What A Bunch Of Boobs!

Helmet and ball


Softball is a great sport for young girls. Even for old girls, like me. I played softball for 30 years, believe it or not. (And no, I’m not a lesbian!) I know what you’re thinking: “I didn’t know they had leagues in the womb!” But really, I’m a lot older than I look. I usually tell people that I’m 39.99, plus shipping and handling.

Really, though, I love softball. I was a fast-pitch pitcher, and later I slow-pitched. I commanded the mound for nearly three decades, then hung up my cleats after a softball accident a few years ago. Long story short, I fell on my head running to first base, after tearing my hamstring and groin muscle simultaneously.

Lesson No. 1: Always, ALWAYS stretch before the game.
Lesson No. 2: When you play with lesbians, you're bound to take a licking eventually.

Anyway, I wasn’t going to let a near-death experience sideline me. (Well, maybe I’m exaggerating.) So I jumped in to help coach my 11-year-old’s team this year.
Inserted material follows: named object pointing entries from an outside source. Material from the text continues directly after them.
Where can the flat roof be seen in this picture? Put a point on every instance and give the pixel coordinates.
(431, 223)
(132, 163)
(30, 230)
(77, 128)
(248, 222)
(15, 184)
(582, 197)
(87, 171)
The Stingers. Black shorts, yellow jerseys. Cute little buggers. Coaching isn’t the same as being out in the field and actually playing. Nope. It’s even MORE fun!

My daughter played in a city league, with girls ranging in age from 6 to 14. The little ones were so precious. Their tube socks nearly covered their entire legs and the girls were almost as tall as their bats. One team had the most creative team name I’ve ever heard: Babes Ruthless. Isn’t that clever??

Now that I’ve set the scene, it’s time to whine/bitch about something that’s been bothering me for a while, but I held my tongue until after the season was over because I didn’t want my opinions to color the way my daughter might have been treated in the league.

Here’s my beef, summed up in a picture:




Does anyone else think it’s odd for Hooters to be sponsoring a young girls’ softball league? Does that seem a little out of place to you? That would be like the Jewish American League sponsoring Oktoberfest. Or me getting back together with my ex-husband. It’s kind of a mismatch.

Think about that for a minute: First off, the word “hooters” is downright demeaning to women. It’s a guy word, obviously. I don’t know any woman who refers to her breasts as “hooters,” and you know why? Because it’s degrading, guys! So why would you slap the word “Hooters” on a large, vinyl banner and hang it up on the fence of the main softball diamond for all those impressionable young girls to see?

“Coach Danny, what's a ‘Hooters?'"

One Saturday, an adult in an owl suit showed up to cheer on some of the young players. He was escorted by a gal in tight pants and a belly-baring top who was passing out restaurant coupons. The attention-grabbing owl was from Hooters. Get it?

I was stunned, then outraged. No one else seemed to be bothered by this invasion of innocence. Exposing young girls to the world represented by Hooters can contribute to their early sexualization, don’t you know? Studies have shown that early sexualization of girls can lead to eating disorders, depression and low self-esteem. Certainly the opposite of what we are trying to instill in our daughters through their participation in a team sport.

And what’s a family supposed to do with the coupons, anyway? Take their daughters to Hooters for some half-priced wings to see more young women in tight shirts and barely-there shorts being ogled by “hungry” male guests? I can’t verify this myself, but one of my readers told me that some of the less-endowed waitresses even walk around wearing signs on their shirts that say, “Tip me. I’m saving up for a boob job.”



Alexander Wang - Backstage - Fall 09 MBFW

I repeat: Hooters has NO business sponsoring a girls’ softball league. There are plenty of other businesses to tap into that would be more appropriate for this venue: Chuck E. Cheese, Knott's Berry Farm, Baskin and Robbins, Del Taco (just kidding on that one!).

And those who think it’s perfectly acceptable to take Hooters' money and hang their banners on our daughters' softball fields in exchange for a little “exposure,” well, you’re just a bunch of boobs!